====== Running Spark on Single Machine or on Cluster ======

In order to use Spark, environment has to bee set up according to [[:spark#using-spark-in-ufal-environment|Using Spark in UFAL Environment]].

When Spark computation starts, it uses environment variable ''MASTER'' to determine the mode of computation. The following values are possible:
  * ''local'': Run locally using single thread.
  * ''local[N]'' (e.g., ''local[2]'' or ''local[4]''): Run locally using ''N'' threads.
  * ''local[*]'' (default if ''MASTER'' variable does not exist): Run locally using as many threads as there are processor cores.
  * ''spark:/''''/master_address:master_port'': Run in a distributed fashion using specified master.

===== Running Spark on Single Machine =====

Spark computations can be started both on desktop machines and on cluster machines, either by specifying ''MASTER'' to one of ''local'' modes, or by not specifying MASTER at all (''local[*]'' is used then).

Note that when you use ''sbatch'' or ''srun'' to run a cluster locally, your job is by default expected to use just a single core, so you should specify ''MASTER=local''. If you do not, Spark will use all cores on the machine, even though Slurm gave you only one.

===== Starting Spark Cluster  =====

Spark cluster can be started using Slurm. The cluster is user-specific, but it can be used for several consecutive Spark computations.

The Spark cluster can be started using one of the following two commands:
  * ''spark-sbatch'': start a Spark cluster via an ''sbatch'' <file>spark-sbatch [sbatch args] workers memory_per_workerG[:python_memoryG] command [arguments...]</file>
  * ''spark-srun'': start a Spark cluster via an ''srun'' <file>spark-srun [salloc args] workers memory_per_workerG[:python_memoryG] [command arguments...]</file>

Both ''spark-sbatch'' and ''spark-srun'' commands start a Spark cluster with the specified number of workers, each with the given amount of memory. Then they set ''MASTER'' and ''SPARK_ADDRESS'' to the address of the Spark master and ''SPARK_WEBUI'' to the URL of the master web interface. Both these values are also written on standard output, and the ''SPARK_WEBUI'' is added to the Slurm job Comment. Finally, the specified command is started; when ''spark-srun'' is used, the command may be empty, in which case ''bash'' is opened.

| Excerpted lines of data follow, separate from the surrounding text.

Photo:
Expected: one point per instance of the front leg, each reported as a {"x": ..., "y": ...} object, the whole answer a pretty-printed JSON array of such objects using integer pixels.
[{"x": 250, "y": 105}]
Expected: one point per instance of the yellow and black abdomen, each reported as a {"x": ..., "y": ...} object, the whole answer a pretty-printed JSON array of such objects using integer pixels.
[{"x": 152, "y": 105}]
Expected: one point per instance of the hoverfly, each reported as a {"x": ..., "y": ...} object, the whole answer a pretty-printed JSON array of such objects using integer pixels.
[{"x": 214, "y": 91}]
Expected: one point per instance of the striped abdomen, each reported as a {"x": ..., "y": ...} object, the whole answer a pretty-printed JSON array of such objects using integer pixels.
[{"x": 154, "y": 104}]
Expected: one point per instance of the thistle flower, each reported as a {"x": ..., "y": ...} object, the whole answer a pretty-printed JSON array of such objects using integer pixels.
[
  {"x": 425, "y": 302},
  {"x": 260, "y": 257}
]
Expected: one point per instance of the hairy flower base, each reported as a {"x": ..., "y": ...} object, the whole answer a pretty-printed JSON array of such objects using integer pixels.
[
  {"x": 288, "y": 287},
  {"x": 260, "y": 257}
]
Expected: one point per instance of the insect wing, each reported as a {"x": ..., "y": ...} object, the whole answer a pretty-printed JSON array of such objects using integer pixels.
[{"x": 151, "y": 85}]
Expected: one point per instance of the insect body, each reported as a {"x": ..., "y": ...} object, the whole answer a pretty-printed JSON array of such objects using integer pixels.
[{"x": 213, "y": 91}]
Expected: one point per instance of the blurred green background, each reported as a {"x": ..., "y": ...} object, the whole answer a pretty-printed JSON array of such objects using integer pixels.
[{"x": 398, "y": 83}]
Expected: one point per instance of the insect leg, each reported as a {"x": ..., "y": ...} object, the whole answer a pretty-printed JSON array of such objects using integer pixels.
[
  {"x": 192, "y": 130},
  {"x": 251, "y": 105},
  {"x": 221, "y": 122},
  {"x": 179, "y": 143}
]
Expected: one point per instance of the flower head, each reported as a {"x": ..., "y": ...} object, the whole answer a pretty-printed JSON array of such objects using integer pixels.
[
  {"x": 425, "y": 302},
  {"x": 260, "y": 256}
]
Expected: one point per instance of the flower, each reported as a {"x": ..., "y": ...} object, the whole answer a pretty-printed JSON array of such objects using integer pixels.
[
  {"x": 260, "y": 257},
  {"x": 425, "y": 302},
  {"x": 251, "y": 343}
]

==== Memory Specification ====

TL;DR: Good default is ''2G''.

The memory for each worker is specified using the following format: <file>spark_memory_per_workerG[:memory_per_Python_processG]</file>

The Spark memory limits the Java heap, and half of it is reserved for memory storage of cached RDDs. The second value sets a memory limit of every Python process and is by default set to ''2G''.

==== Examples ====

Start Spark cluster with 10 workers 2GB RAM each and then run interactive shell. The cluster stops after the shell is exited.
<file>spark-srun 10 2G</file>

Start Spark cluster with 20 workers 4GB RAM each in the ''cpu-ms'' partition, and run ''screen'' in it, so that several computations can be performed using this cluster. The cluster has to be stopped manually (either by quitting the scree or calling ''scancel'').
<file>spark-sbatch -p cpu-ms 20 4G screen -D -m</file>